Logging layout¶

DataCoolie produces two independent log streams.

Directory layout¶

<base_log_path>/
├── etl_logs/
│   ├── debug_json/
│   │   └── job_run_log/
│   │       └── __run_date=yyyy-mm-dd/job_<stem>.jsonl
│   └── analyst/
│       ├── job_run_log/
│       │   └── __run_date=yyyy-mm-dd/job_<stem>.parquet
│       └── dataflow_run_log/
│           └── __run_date=yyyy-mm-dd/dataflow_<stem>.parquet
└── system_logs/
    └── __run_date=yyyy-mm-dd/system_log_<ts>_<job_num>_<job_index>_<job_id>.jsonl

Two loggers, two purposes¶

	`ETLLogger`	`SystemLogger`
Written by	Driver, Stage, DataFlow, Watermark manager	Everywhere — platform, engines, sources, destinations, transformers
Format	Debug JSONL plus analyst Parquet	JSONL, one event per line
Purpose	Execution analytics, dashboards, troubleshooting	Operational debugging
Retention	Long-term (feeds dashboards)	Short-term (rotate aggressively)

Partitioning¶

ETL logs are partitioned by purpose and log type, then by run date:

etl_logs/analyst/dataflow_run_log/__run_date=2026-01-03/dataflow_<stem>.parquet

Query them directly with Spark / Polars / Athena.

Configuring¶

driver = DataCoolieDriver(
    engine=engine,
    metadata_provider=metadata,
    base_log_path="s3://my-bucket/logs",  # or local path
)

Use log_config=LogConfig(...) when you need to override partition pattern, flush interval, or temporary storage mode.

Debug mode¶

When ETL logging is enabled, debug JSONL is written under the debug_json purpose folder.
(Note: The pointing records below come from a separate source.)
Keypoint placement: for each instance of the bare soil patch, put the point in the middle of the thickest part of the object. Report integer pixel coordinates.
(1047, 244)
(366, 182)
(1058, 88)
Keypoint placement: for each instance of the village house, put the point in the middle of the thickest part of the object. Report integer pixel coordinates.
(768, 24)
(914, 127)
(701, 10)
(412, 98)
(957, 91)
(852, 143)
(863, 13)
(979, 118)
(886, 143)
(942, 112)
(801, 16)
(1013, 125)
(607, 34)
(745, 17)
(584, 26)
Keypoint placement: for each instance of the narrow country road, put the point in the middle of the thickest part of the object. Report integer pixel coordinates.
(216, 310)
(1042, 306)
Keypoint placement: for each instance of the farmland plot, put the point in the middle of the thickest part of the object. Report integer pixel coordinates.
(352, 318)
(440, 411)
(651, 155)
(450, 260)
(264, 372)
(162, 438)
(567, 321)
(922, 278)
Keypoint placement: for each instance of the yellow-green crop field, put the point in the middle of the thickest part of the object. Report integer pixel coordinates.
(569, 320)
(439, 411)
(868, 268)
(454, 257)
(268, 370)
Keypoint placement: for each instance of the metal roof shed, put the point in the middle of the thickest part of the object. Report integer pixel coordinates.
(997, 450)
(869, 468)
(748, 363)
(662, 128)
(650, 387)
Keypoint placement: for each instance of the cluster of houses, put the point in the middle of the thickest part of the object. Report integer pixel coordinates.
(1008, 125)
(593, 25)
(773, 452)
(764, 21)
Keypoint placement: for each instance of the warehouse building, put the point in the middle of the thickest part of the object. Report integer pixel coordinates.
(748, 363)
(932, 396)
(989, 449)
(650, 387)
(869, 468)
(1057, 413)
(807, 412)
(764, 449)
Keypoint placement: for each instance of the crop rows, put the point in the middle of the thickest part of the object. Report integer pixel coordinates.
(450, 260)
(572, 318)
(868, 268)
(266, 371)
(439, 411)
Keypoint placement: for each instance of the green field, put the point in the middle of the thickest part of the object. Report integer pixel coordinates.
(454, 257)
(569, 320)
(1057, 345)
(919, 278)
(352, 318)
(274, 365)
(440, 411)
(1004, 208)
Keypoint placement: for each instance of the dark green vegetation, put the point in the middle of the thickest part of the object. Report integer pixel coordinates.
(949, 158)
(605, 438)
LogPurpose.DEBUG.value == "debug_json".

Downstream use¶

Build a dashboard from etl_logs/analyst/dataflow_run_log/ and etl_logs/analyst/job_run_log/.
Alert on dataflow_run_log.status = "failed".
If you run negative tests on purpose, suppress them with your own scenario or job naming convention; the current runner does not automatically mark a failure as expected.